Dean said the A’s plan to spend $350 million of those funds, leaving $30 million on the table. He also told the authority that the club plans to finance $300 million of the stadium cost, but no lenders have been secured.

“We’ve had strong interest from a number of companies that want to participate in that portion of the project,” Dean said.

The other $800 million needed to build the $1.5 billion stadium would come from private equity.

A 30-year non-relocation agreement also was on the agenda for Thursday’s board meeting. A’s officials have asked for up to seven games over two years that otherwise would be played in Las Vegas to possibly be played internationally or at special U.S. sites such as the Field of Dreams in Iowa.

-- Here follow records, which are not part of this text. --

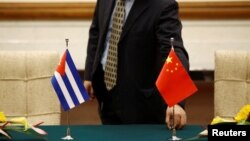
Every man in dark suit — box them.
[84,0,189,129]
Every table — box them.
[1,124,207,141]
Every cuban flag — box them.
[51,49,89,111]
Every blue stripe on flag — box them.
[62,73,80,106]
[66,50,89,101]
[51,76,70,111]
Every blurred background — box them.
[0,0,250,125]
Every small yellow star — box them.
[166,57,172,64]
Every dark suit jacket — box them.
[85,0,189,123]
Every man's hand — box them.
[166,105,187,129]
[83,80,95,100]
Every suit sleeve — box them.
[84,0,99,80]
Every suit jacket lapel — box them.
[120,0,148,40]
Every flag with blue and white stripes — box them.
[51,49,89,111]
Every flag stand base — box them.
[62,127,74,140]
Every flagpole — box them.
[169,37,182,141]
[62,38,74,140]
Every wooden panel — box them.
[0,1,250,20]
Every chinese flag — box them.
[156,48,197,107]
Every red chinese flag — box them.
[156,49,197,107]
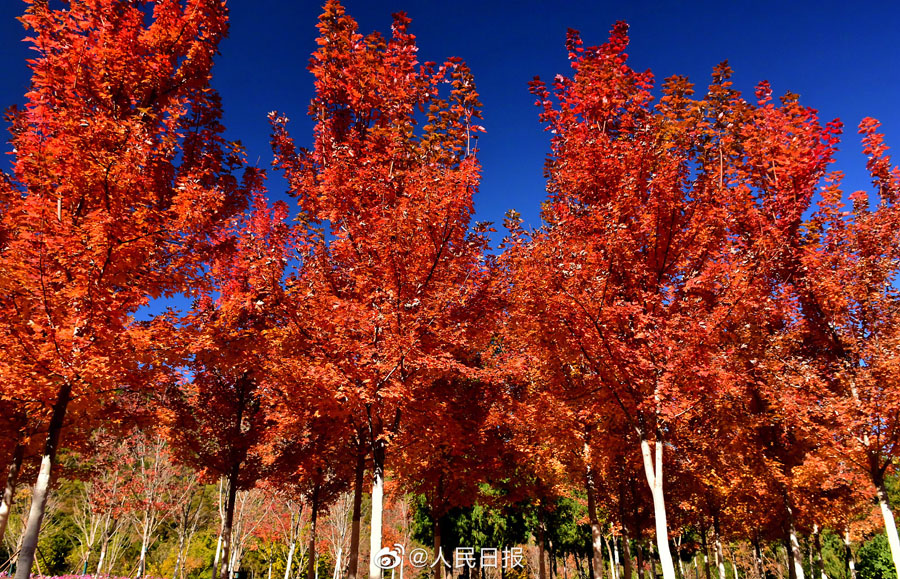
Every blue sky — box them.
[0,0,900,240]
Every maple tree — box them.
[0,0,253,579]
[271,1,486,579]
[161,191,289,579]
[508,23,838,578]
[798,118,900,573]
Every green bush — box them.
[857,533,897,579]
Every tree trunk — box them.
[368,441,385,579]
[753,533,765,579]
[634,533,647,579]
[700,522,712,579]
[622,526,632,579]
[713,513,725,579]
[610,535,620,579]
[675,535,687,579]
[585,468,604,577]
[137,519,150,579]
[872,476,900,579]
[0,440,25,544]
[538,517,547,579]
[213,532,225,579]
[16,381,72,579]
[844,528,856,579]
[306,485,319,579]
[432,515,444,579]
[347,451,366,579]
[219,462,241,579]
[284,540,297,579]
[787,505,805,579]
[813,525,825,579]
[97,540,109,575]
[638,432,675,579]
[603,536,619,579]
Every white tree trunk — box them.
[788,508,805,579]
[16,382,72,579]
[639,433,675,579]
[368,464,384,579]
[844,529,856,579]
[0,442,25,543]
[715,529,725,579]
[875,481,900,579]
[284,541,297,579]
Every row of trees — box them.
[0,0,900,579]
[0,430,895,579]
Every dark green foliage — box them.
[856,533,897,579]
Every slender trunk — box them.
[634,532,646,579]
[603,536,619,579]
[843,528,856,579]
[638,432,675,579]
[787,505,805,579]
[813,525,825,579]
[97,540,109,575]
[347,451,366,579]
[432,515,444,579]
[284,539,297,579]
[213,523,224,579]
[585,468,603,577]
[538,517,547,579]
[713,513,725,579]
[368,448,385,579]
[784,533,797,579]
[16,381,72,579]
[675,535,687,579]
[137,519,150,578]
[172,529,187,579]
[219,462,241,579]
[612,536,620,579]
[81,546,93,575]
[753,533,764,579]
[306,485,319,579]
[622,526,632,579]
[700,523,712,579]
[0,440,25,543]
[872,476,900,579]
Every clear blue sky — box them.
[0,0,900,240]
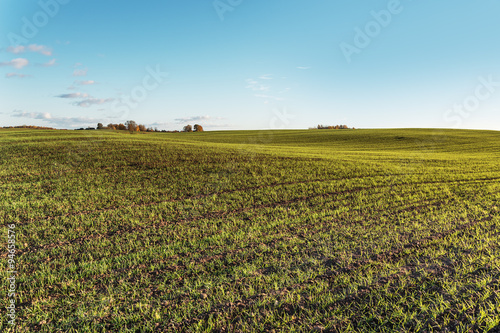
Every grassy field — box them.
[0,129,500,332]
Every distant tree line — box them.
[91,120,203,133]
[310,125,354,129]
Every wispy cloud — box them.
[56,93,91,98]
[74,98,115,108]
[255,94,284,101]
[39,59,56,67]
[73,68,87,76]
[5,73,31,79]
[75,80,97,86]
[12,110,98,127]
[0,58,29,69]
[174,116,224,123]
[246,79,270,91]
[6,44,52,56]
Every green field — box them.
[0,129,500,332]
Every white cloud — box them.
[73,68,87,76]
[28,44,52,56]
[246,79,270,91]
[74,98,115,108]
[259,74,273,80]
[56,92,91,98]
[174,116,224,123]
[255,94,284,101]
[6,44,52,56]
[5,73,31,79]
[0,58,29,69]
[12,110,98,127]
[75,80,97,86]
[40,59,56,67]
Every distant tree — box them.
[125,120,137,133]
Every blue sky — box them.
[0,0,500,130]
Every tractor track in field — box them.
[19,200,452,281]
[16,197,468,305]
[12,178,464,258]
[0,175,378,226]
[171,215,493,328]
[3,174,500,226]
[20,193,449,271]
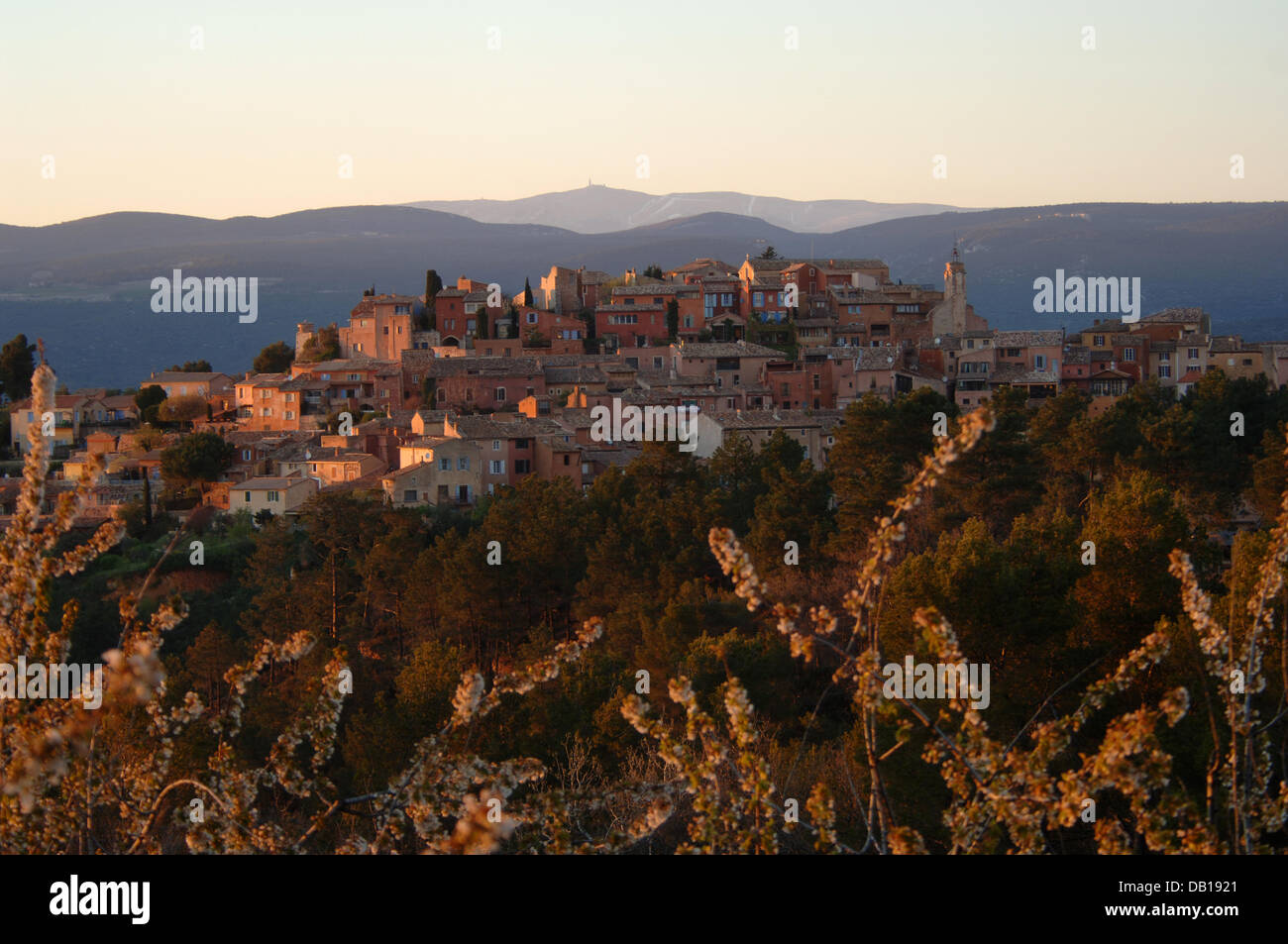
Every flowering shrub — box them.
[696,411,1288,853]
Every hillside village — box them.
[0,249,1288,523]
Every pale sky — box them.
[0,0,1288,226]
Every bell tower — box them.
[944,246,966,300]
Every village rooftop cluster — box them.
[0,249,1288,518]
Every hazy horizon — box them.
[0,0,1288,226]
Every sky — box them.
[0,0,1288,226]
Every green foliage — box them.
[0,334,36,402]
[161,433,236,486]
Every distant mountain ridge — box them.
[407,184,958,233]
[0,202,1288,386]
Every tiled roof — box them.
[679,342,783,358]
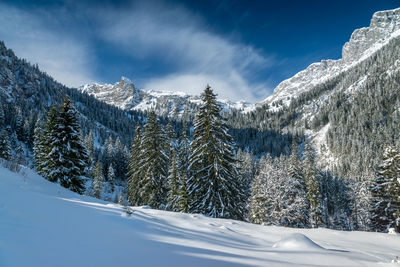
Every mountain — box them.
[0,166,400,267]
[78,77,255,118]
[260,8,400,110]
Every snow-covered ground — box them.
[0,167,400,267]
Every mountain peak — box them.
[261,8,400,109]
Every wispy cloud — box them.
[96,2,272,101]
[0,3,96,87]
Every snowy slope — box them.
[78,77,255,116]
[260,8,400,109]
[0,167,400,267]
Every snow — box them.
[0,167,400,267]
[272,233,324,251]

No more than four of those games in a year would be played outside Las Vegas.

The A’s hope to open the 33,000-seat ballpark for the 2028 season.

They laid out the financing to supplement the public funding approved by the Democratic-controlled Nevada Legislature in a special session last June and signed by Republican Gov. Joe Lombardo.

The A’s have hired New York-based Galatioto Sports Partners to help find investors.

This is the A’s final season in Oakland. They agreed to play the following three seasons, with an option for a fourth, in a Triple-A stadium in West Sacramento, Calif. The A’s will share that facility with the Sacramento River Cats, the San Francisco Giants’ top minor-league affiliate.